Before leaving the coast, I took a drive to check out other communities, fancy oceanside homes and state park beaches. Hampton Beach, a classic Atlantic seaside resort, boasts a three-mile-long boardwalk with game arcades and other amusements along with gift shops, pizza places, and stores selling ice cream, fudge and saltwater taffy.
Lake Winnipesaukee
In the Lakes Region, which counts 273 ponds and lakes, I based myself in Meredith, a tidy village at the northern end of Lake Winnipesaukee, New Hampshire’s largest lake. Once a prosperous mill town, picturesque Meredith invites visions of yesteryear.
I stayed at the Palmer Inn at Mill Falls, one of four lakefront inns in the Mills Falls Resort Collection. Next door, a complex of shops and restaurants called Mill Falls Marketplace incorporates a 19th century building that housed part of Meredith Linen Mills. Across the road, EKAL Activity Center rents watersports equipment and offers sightseeing cruises.

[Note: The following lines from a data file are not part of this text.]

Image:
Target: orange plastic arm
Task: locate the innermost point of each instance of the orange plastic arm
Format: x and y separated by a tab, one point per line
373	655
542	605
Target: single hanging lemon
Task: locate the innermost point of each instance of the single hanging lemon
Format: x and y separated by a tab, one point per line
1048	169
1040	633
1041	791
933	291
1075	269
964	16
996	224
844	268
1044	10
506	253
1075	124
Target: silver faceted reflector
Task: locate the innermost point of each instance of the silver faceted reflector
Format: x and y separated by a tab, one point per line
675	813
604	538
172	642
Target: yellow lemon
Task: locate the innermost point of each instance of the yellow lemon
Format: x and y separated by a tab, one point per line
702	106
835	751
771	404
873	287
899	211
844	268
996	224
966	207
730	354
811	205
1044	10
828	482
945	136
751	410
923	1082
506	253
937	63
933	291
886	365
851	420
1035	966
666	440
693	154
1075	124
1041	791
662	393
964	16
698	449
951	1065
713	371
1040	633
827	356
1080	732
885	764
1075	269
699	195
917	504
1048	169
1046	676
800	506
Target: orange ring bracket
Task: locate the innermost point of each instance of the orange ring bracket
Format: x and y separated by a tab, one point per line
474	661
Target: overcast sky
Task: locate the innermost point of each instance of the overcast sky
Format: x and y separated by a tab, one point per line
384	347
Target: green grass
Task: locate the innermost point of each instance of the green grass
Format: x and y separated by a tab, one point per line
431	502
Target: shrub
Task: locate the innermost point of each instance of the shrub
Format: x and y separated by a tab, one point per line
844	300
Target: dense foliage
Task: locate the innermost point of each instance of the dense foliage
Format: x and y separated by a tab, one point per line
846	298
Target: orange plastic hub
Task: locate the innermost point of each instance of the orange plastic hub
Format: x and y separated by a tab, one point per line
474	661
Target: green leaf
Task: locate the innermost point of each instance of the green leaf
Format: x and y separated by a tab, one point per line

With a historic walking tour map in hand, I enjoyed exploring Meredith’s Main Street, a block from the inn. Besides homes dating as far back as 1800, the neighborhood is dotted with cafes, boutiques, arts and crafts galleries, and antiques shops. White clapboard houses and a Congregational church with a stately white steeple lend a classic New England touch.
Near the town’s museum, I encountered a sculpture of the comic strip character Archie, a tribute to its creator, Bob Montana (1920-1975), who lived in Meredith for 35 years. During my walk, I also found the depot for the Winnipesaukee Scenic Railroad, a tourist train that runs along the lake’s western shore.
Weirs Beach
From Weirs Beach the next day, I took the two-hour M/V Sophie C mail boat cruise to watch the postal carrier make deliveries to residents of Winnipesaukee’s islands. The same company operates the M/S Mount Washington, which has been doing narrated lake cruises since 1940. (The original Mount Washington steamship launched in 1872 and carried passengers until it burned and sank in 1939.)
Weirs Beach is the lake’s most famous public beach. Its commercial strip abounds with souvenir shops and restaurants. Funspot, billed as the world’s largest arcade, boasts more than 600 games (video and pinball), plus an indoor mini-golf course and 20 lanes of bowling.
Canterbury Shaker Village
A key attraction in the Lakes Region, Canterbury Shaker Village provides a peek into the lives of an industrious Christian communal group that thrived in the 19th century. Known as Shakers for their ecstatic dancing in worship, the “brothers” and “sisters” of the United Society of Believers in Christ’s Second Coming dressed simply, ate their meals in silence, enjoyed music and theater, and believed in pacifism and equality of the sexes. They practiced celibacy but took in children who needed a home.
Set on a hill among rolling meadows, the outdoor museum contains 32 buildings, many of them open for tours; the oldest dates to 1792. There were separate entrances for men and women. By the early 1900s, residents were mostly women, and the last remaining sister died in 1992.